Looking back, dreams had stories,
About laughters blooming in dews on trembling grass,
With roots growing deep into layers of blue skies.

That dark sweater you began knitting,
Lies lifeless by a woolen ball,
Like the buried half of a rainbow.

My greys are silvery now, and my smile
Looks like a scar, but my heart
Keeps shredding dead skins.

Footprints covered by caddish shadows
Of hubristic tongues,
Never to be retraced, and
The wish to carry your whispers beyond life,
Scavanged by beaks of time,
Are nothing but pieces of
History's torn chorion.

Entangled in my pensive repentence,
Memory of a girl (assuming) ,
Whose playful steps ruefully erased,
Even before she was assisted into the world,
Stares back from an obsolete painting.

I sense blood seething in my viens,
But wth no ill will.
If only I could stop this moment from passing away,
And touch life one more time,
Gently and wisely, perhaps sweet palpitations
Would be heard knocking from within.

Lying in the heap of fallen bricks
Of the dilapidated castle of Eros,
Where, once upon a time,
Our romance was a folktale for angels and fairies,
I'm supossed to be bleeding the high noon sun,
To feed yesterday's vampiric fleas.

My body no longer lives on bread and grains,
But on tears and prayers, and
It keeps on living, surprisng the undertaker and
My foes,
Who begin to think
I'm here to stay indefinitely.
So, I labour to hasten my swan song
To gladden those who want to witness my exit.

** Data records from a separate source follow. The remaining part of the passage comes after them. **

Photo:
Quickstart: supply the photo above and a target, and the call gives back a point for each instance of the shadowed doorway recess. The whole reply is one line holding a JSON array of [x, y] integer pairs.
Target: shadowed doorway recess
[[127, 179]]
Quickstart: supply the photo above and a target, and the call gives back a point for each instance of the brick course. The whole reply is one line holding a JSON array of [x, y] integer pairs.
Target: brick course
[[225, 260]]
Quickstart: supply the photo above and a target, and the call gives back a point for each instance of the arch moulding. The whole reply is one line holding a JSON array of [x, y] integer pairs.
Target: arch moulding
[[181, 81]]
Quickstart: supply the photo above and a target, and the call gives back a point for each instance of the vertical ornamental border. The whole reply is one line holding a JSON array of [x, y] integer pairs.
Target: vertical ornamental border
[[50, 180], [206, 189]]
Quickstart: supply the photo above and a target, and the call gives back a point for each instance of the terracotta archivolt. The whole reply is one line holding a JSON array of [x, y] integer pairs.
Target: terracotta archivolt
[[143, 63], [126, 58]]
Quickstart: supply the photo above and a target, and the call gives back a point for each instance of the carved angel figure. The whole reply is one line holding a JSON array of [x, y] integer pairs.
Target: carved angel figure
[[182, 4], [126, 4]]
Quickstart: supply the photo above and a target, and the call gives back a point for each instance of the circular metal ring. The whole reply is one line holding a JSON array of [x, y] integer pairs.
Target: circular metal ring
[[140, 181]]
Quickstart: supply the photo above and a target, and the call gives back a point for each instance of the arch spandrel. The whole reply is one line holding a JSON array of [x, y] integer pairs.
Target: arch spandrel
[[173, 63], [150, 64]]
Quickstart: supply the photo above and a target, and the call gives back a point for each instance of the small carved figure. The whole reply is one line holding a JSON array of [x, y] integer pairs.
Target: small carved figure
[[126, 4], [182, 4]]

The yarn with which I began weaving a flag
Has been sold to the brothel of politics,
Where patriotism is only a slang
In perorations of capricious pimps.
My nights are haunted by ghosts
Of betrayed slogans
I once coined bravely on fisting graffiti.
Standing amidst graves of words
Spoken inconspicuously,
I see soldiers placing putrid shocks and
Ugly boots
On books strewn across the floor
Of my old school's library
Which is now a fortified barrack.

But when I see tombs sleeping like babies,
In the quietness of a cemetery,
I beg you -
Don't let me die without a wound, and
Even if it is in pretensive nostalgia,
Bury me with a bloodstained kiss.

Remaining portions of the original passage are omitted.